Link: http://www.queensryche.com

Wie definiert eine Band, die schon lange auf den Bühnen der Welt unterwegs ist, sich selber neu? Man frage seinen Vater. Besonders wenn man Geoff Tate heißt, seines Zeichens Sänger der Progrocker von QUEENSRYCHE ist und einen Vater hat, der Vietnam- und Koreakriegsveteran ist.
Queensryche waren schon immer bekannt für kontroverse Themen, sie haben schon Ende der 8oer auf dem bis heute unerreichten Konzeptalbum "Operation Mindcrime I" darüber gesungen, das Weiße Haus niederzubrennen. Und zeigten den brennenden Star Spangled Banner in den Videos. Was ihnen nicht nur Freunde bescherte.
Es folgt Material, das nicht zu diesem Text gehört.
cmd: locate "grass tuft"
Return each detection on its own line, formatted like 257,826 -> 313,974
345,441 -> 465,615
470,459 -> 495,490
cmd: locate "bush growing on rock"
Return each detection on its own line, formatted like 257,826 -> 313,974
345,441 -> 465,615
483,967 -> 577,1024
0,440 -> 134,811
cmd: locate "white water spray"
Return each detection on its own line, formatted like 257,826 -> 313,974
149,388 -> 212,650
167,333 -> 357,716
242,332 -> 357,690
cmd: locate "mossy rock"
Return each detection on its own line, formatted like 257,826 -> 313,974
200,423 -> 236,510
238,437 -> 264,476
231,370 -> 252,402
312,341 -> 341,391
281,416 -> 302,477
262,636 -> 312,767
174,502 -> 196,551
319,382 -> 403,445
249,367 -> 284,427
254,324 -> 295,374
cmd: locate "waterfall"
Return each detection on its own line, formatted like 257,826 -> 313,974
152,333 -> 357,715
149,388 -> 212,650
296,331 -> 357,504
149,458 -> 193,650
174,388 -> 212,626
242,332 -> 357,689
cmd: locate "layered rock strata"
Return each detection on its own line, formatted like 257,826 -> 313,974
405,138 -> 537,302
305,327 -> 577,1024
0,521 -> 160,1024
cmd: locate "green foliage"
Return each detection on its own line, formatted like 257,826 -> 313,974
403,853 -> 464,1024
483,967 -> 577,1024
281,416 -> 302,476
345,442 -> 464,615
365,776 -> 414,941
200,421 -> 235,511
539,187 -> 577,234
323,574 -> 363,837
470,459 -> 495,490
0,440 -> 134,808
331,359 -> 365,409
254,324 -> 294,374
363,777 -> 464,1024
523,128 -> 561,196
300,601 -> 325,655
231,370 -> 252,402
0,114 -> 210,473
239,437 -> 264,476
„...und manchmal verlieren die Leute den Blick dafür, wo wir herkommen. Sie sitzen im Schoß ihres Luxuslebens in einem Land, das auf über dreieinhalb Millionen Toten gegründet wurde..."

So beginnt "American Soldier". Kaum eine Nation hat durch ihre Kriegstreiberei in den letzten fünfzig Jahren mehr für Unruhe gesorgt als die USA. Und der nachdenkliche Tate fing eines Tages an, mit seinem Vater über dessen Erlebnisse in den beiden Kriegen Korea und Vietnam zu reden. Im Laufe der Zeit begann er Interviews mit anderen Soldaten zu führen. Auch aus dem aktuellen Kriegsgeschehen. Was bewegt einen jungen Mann? Warum meldet man sich freiwillig zu einem Einsatz in ein Land von dem man bisher nicht mal ansatzweise ahnte, wo es sich befindet? Was geht in einem vor? Wird man seine Familie je wieder sehen?
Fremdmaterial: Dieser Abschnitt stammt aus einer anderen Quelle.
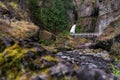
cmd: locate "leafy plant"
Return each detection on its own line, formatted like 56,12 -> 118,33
111,64 -> 120,77
29,0 -> 69,33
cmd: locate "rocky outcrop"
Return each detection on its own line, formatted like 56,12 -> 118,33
75,0 -> 120,33
0,0 -> 39,39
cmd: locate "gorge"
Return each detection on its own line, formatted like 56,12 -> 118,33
0,0 -> 120,80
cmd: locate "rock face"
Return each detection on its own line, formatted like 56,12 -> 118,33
0,0 -> 39,39
76,0 -> 120,33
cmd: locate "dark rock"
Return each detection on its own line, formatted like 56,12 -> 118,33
50,63 -> 73,77
2,37 -> 15,47
30,75 -> 48,80
76,68 -> 115,80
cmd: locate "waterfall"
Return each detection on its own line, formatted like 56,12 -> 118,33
70,24 -> 76,34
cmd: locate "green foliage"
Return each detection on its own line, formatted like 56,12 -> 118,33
39,39 -> 53,46
111,65 -> 120,77
29,0 -> 68,33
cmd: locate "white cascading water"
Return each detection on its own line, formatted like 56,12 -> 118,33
70,24 -> 76,34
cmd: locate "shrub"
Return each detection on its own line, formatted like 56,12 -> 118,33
29,0 -> 69,33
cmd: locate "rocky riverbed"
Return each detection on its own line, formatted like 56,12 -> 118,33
0,37 -> 120,80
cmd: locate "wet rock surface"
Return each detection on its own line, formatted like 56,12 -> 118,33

"American Soldier" gibt die Antworten, auf die man aus menschlicher Sicht gewartet hat. Wie Tate betont, ist dieses Konzeptalbum keinesfalls politisch zu sehen. Aber durchaus moralisch.
Die erneute Zusammenarbeit mit Jason Slater, der schon bei "OMII" verantwortlich zeichnete, spürt man. Er und Tate ergänzen sich in ihrem Bedürfnis, die Zuhörer wach zu rütteln.
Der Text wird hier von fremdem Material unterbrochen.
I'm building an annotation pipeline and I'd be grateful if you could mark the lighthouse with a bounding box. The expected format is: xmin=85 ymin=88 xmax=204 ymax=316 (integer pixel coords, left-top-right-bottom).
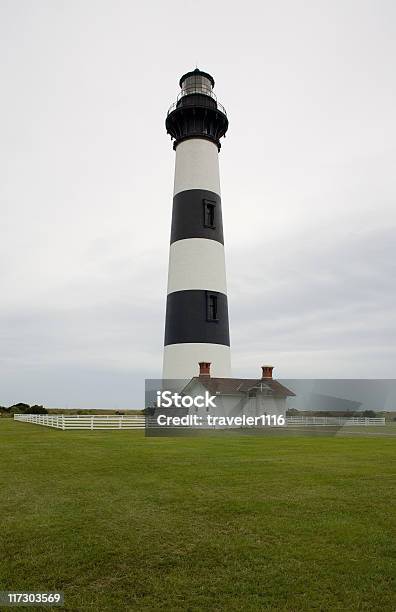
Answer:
xmin=163 ymin=68 xmax=231 ymax=379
Das Album läuft bei mir seit Tagen in Endlosschleife. Es ist kein Werk welches man mal so nebenbei hören kann. Keinesfalls. Es sitzt einem auf der Schulter und im Gehirn und flüstert Erlebnisse, schreit Entsetzen und Trauer und auch Hoffnungen. So erging es mir beim letzten wirklich guten Album der Band: Queensryche sind wieder da wo sie nach "Empire" aufhörten. Von Anfang bis Ende wird man mitgerissen von den Feinheiten und Details, für die Queensryche spätestens mit "Mindcrime" berühmt geworden sind. Der Stil ist düster/melancholisch. Ausgefeilte filigrane Gitarrenarbeit von Michael Wilton, der erstmalig alle Gitarren alleine eingespielt hat, ergänzt sich mit den kraftvollen und präzisen Drums von Scott Rockenfield. Originalzitate aus den Interviews mit den Soldaten sind zwischen und in den Songs eingefügt. Das ängstliche Atmen eines jungen Mannes schraubt sich in die Seele. Sein Herz donnert. Bis es aufhört. Gitarren die wie Sirenen klingen. Arabische Instrumente die die Fremdheit des Landes betonen. An einem vorbeizischende Granaten. Kinderstimmen. Schritte im Wüstensand. Man dreht sich beim Hören ängstlich nach hinten um.

Es ist wie ein Film. Ein furchterregender, verstörender, mitfühlender, todtrauriger Kriegsfilm. Und alles übertönt und betont von dem musikalischen Können dieser intelligenten Musiker. Tates Stimme ist hier endlich wieder auf dem absoluten Höhepunkt. Man merkt bei jedem Song wie sehr ihn dieses Thema bewegt hat und wie wichtig es ihm war und ist, dass der Hörer sich selber ein Bild machen kann. Wer auf Metalkracher wartet tut dies vergebens. Wer aber auf Progrock der allerfeinsten Sorte gewartet hat und wem "Operation Mindcrime II" irgendwie zu unfertig vorkam: Hier sind Queensryche wieder. Besser denn je.

"American Soldier" endet mit dem Tod. Der Vater wird seine kleine Tochter nicht wieder sehen. "Remember Me" sollte man sich nicht in traurigen Momenten anhören. "Home Again" auch nicht. Man sollte hier den Lyrics und dem Spiel von Wilton besser gefasst gegenübertreten. Wobei in "Home Again" auch mein einziger Kritikpunkt vorkommt: Emily Tate singt die Rolle der Tochter. Und klingt leider wie jemand aus der Vorrunde von DSDS. Mit gutem Willen kann man es aber auch als charmant unbeholfen betrachten. Aber schade dass der wunderbare Song durch das regelmäßige neben-der-Spur-Singen des Töchterleins dadurch beeinträchtig wird.
Ändert aber nichts daran, dass "American Soldier" für mich jetzt schon einer der Höhepunkte des Jahres darstellt. Queensryche haben ihr zweites Meisterwerk abgeliefert.